Researchers at Harvard University and others say, in a study published in the Proceedings of the National Academy of Sciences, that methane emissions in the United States might be 50 percent higher than previously thought.
According to USA Today, methane contributes to climate change as it is a heat-trapping gas.
The higher emissions are a result of cattle and livestock, as well as from areas drilling for oil and are likely higher than the Environmental Protection Agency has claimed.
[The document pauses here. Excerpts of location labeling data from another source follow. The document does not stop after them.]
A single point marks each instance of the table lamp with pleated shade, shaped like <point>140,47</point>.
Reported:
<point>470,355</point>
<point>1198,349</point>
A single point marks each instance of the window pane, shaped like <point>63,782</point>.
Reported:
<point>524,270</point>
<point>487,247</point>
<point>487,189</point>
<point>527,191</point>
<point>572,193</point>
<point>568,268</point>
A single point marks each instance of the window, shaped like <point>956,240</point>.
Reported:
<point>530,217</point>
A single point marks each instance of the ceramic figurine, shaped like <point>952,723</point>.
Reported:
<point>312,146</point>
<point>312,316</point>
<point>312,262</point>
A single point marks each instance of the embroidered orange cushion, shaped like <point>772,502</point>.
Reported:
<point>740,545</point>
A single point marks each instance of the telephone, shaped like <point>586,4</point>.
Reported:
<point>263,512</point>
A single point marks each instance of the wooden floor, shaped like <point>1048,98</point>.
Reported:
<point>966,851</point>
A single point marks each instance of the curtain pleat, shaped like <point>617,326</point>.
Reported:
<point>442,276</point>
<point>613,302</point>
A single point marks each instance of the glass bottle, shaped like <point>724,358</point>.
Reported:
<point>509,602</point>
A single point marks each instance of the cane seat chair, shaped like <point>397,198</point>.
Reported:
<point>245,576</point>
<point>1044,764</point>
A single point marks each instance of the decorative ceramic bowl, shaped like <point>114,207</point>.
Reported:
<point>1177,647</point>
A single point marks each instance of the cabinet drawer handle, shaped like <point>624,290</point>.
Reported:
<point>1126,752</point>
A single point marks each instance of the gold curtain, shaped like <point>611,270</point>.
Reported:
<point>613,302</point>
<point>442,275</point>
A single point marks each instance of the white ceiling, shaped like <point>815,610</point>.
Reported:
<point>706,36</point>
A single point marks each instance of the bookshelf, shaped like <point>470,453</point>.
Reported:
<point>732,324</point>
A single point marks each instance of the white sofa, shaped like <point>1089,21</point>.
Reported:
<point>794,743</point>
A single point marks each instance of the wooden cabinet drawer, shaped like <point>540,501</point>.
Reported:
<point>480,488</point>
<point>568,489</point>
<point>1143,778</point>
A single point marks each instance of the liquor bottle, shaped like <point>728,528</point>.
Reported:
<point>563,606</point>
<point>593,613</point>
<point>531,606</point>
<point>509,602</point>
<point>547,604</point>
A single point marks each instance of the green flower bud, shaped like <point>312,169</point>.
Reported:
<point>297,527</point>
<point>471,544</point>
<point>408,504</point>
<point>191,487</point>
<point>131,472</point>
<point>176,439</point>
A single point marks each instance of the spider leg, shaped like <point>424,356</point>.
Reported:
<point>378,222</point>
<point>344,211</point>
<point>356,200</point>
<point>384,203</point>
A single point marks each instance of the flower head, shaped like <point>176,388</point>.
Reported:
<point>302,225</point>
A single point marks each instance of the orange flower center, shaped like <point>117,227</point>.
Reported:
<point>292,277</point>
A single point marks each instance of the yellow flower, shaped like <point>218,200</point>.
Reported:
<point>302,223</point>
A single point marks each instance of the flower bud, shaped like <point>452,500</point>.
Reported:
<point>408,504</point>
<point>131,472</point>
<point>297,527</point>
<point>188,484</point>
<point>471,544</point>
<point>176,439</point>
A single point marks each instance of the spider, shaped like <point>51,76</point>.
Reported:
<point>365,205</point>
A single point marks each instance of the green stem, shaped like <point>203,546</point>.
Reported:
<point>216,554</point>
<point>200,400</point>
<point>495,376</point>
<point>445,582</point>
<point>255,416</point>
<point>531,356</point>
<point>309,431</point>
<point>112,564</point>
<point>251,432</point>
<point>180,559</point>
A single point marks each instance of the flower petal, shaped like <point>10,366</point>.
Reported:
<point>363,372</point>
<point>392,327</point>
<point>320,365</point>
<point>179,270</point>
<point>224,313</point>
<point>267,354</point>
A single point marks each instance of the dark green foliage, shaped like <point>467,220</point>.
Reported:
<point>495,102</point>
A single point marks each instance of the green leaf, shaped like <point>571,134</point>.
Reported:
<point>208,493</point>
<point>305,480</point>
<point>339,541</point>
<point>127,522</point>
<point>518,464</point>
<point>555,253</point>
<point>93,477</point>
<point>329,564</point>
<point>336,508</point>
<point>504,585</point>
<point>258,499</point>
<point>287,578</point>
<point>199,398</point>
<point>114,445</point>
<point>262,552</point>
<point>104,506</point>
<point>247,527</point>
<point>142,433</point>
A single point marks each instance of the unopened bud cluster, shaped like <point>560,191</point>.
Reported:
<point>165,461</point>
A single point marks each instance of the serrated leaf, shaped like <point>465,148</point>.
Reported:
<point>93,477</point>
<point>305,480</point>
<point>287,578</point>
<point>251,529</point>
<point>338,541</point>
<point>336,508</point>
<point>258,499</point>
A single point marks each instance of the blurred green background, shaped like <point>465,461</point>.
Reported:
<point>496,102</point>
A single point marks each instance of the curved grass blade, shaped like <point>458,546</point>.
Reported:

Co-author Steven Wofsy, of Harvard University, said, "We don't know why" the EPA numbers and theirs don't match.
Co-author Anna Michalak, of Carnegie Institution of Science's Department of Global Ecology, says, "It's really a very clear signal" of how much methane is created in the U.S.
The Associated Press reports that in 2008, the report estimates that 49 million tons of methane was released in the air, thanks primarily to livestock in Texas, Oklahoma and Kansas.
The number means that methane contributed to trapping heat in the atmosphere as much as carbon dioxide pollution did, though it doesn't remain in the air for as long. "Something is very much off in the inventories," Michalak commented. "The total U.S. impact on the world's energy budget is different than we thought, and it's worse.
Alisha Johnson, an EPA spokesperson said that the agency is looking through the report and it will "refine our estimates going forward."